OPINI—Sejak tahun 2016, United Nation Development Programme (UNDP) menghitung Gender Inequality Index (GII) yang menggambarkan potensi pencapaian pembangunan manusia yang hilang sebagai dampak dari ketimpangan pencapaian pembangunan antara laki-laki dan perempuan.
Pada tahun 2021, nilai GII Indonesia mencapai 0,444, lebih rendah 0,021 poin dibandingkan angka GII dunia. Indonesia tercatat naik 11 peringkat sejak tahun 2019, menduduki peringkat ke-110 dari 170 negara. Hal ini mengindikasikan bahwa pemerintah telah cukup berhasil untuk mengentaskan ketimpangan gender di Indonesia.
Mengapa Kesetaraan Gender Menjadi Penting?
Kesetaraan gender dapat memberikan dampak positif bagi Indonesia, salah satunya dari segi ekonomi. Kesetaraan gender dapat menciptakan peluang pasar kerja untuk dapat menyerap angkatan kerja yang benar-benar berkualitas, karena laki-laki maupun perempuan memiliki kesempatan yang sama untuk mendapatkan pekerjaan.
Menteri Keuangan Sri Mulyani dalam Kick Off Meeting G20 Women’s Empowerment menyatakan bahwa potensi ekonomi dari kesetaraan gender bagi perempuan di dunia mencapai US$ 28 triliun atau sekitar Rp400 ribu triliun pada 2025, atau setara dengan 26 persen dari Produk Domestik Bruto (PDB) dunia.
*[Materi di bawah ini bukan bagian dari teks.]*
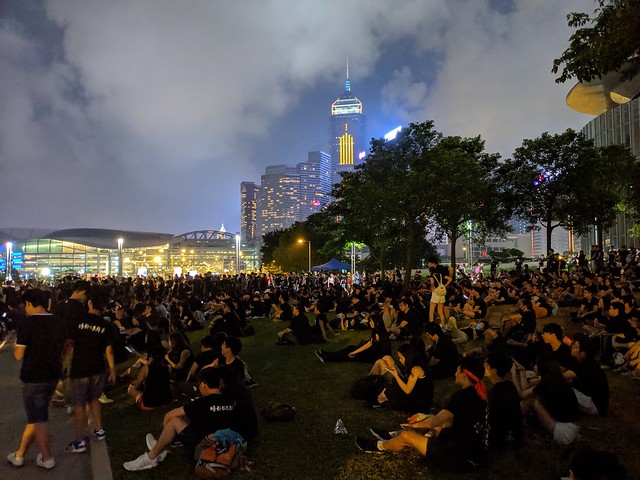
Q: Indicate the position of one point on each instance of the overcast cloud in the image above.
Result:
(147, 114)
Dengan demikian, keikutsertaan perempuan dalam perekonomian negara dapat menjadi kunci untuk percepatan pertumbuhan ekonomi.
Perempuan juga memikul beban sebagai institusi pendidikan pertama di rumah tangga, sehingga perannya menjadi vital untuk menghasilkan generasi penerus bangsa yang berkualitas.
Kesetaraan gender akan memberikan peluang bagi perempuan untuk memiliki akses yang sama di dunia pendidikan.
Efek lanjutan dari pendidikan bagi perempuan adalah improvement terhadap kesehatan, sebab semakin terdidik seorang perempuan, semakin paham akan pentingnya mengatur kesehatan dalam rumah tangga.